The foregoing examples illustrate only a few embodiments of the invention and are described in detail herein without thereby limiting the scope of the invention. It should be noted that it will be apparent to those skilled in the art that several variations and modifications can be made without departing from the spirit of the invention, which are all within the scope of the invention. Accordingly, the scope of protection of the present invention is to be determined by the appended claims.

Claims (9)

1. A SNP detection kit based on fluorescent labeled primers is characterized in that: comprising the following steps: forward and reverse primers for each SNP detection of a class of animals, and two ET-tagged fluorescent primers; the 5' ends of the two ET marked fluorescent primer sequences are respectively connected with a fluorescent group, and the middle of the sequences are respectively connected with a quenching group; the sequence structures of the two ET-labeled fluorescent primers are shown as SEQ_1 and SEQ_2 respectively.

2. The SNP detection kit based on fluorescent labeled primers according to claim 1, wherein: the number of forward primers for each SNP detection of a certain animal is two, and the forward primers correspond to the wild type and the variant type of each SNP locus of the certain animal respectively.

3. The SNP detection kit based on fluorescent labeled primers according to claim 1, wherein: the tail sequences of the 5 'ends of the two forward primers are respectively identical to the 3' end sequences of the two ET-labeled fluorescent primers.
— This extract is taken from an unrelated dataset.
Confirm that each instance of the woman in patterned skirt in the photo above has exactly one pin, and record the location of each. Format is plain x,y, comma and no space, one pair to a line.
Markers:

4. The SNP detection kit based on fluorescent labeled primers according to claim 1, wherein: the fluorescent groups of the two ET-labeled fluorescent primers are different and are FAM and Texas Red-X respectively; the quenching groups are the same and are all Dabcyl.

5. The SNP detection kit based on a fluorescent labeled primer according to claim 4, wherein: in the ET-labeled fluorescent primer shown in SEQ_1, the Dabcyl group is positioned between the 21 st and 22 nd positions of the sequence; in the ET-tagged fluorescent primer shown in seq_2, the Dabcyl group is located between positions 19 and 20 of the sequence.

6. The SNP detection kit based on fluorescent labeled primers according to claim 1, wherein: the kit also comprises a diluent, a 2×qpcr reaction premix, gDNA and purified water.

7. Use of the detection kit according to any one of claims 1 to 6 for SNP detection or identification of a class of animals.

8. A SNP detection method based on fluorescent labeled primers is characterized in that: the method comprises the following steps:

step 1, dissolving and diluting a forward primer, a reverse primer and two ET marked fluorescent primers by adopting a diluent, and taking pure water as a negative control;

step 2, qPCR amplification is carried out;

and 3, carrying out data analysis according to qPCR amplification results.

9. The method for detecting an animal SNP based on a fluorescent-labeled primer according to claim 8, wherein: the data analysis in the step 3 comprises the following steps:

1) The reaction result of the specific SNP locus is calculated as follows:

result value= (result fluorescence value-initial fluorescence value) _{[ sample of strain ]]} - (result fluorescence value-initial fluorescence value) _{[ negative control ]]}

2) Based on the reaction result calculated for the specific SNP site, the SNP site base corresponding to the fluorescence with a stronger fluorescence value is used as the judgment result.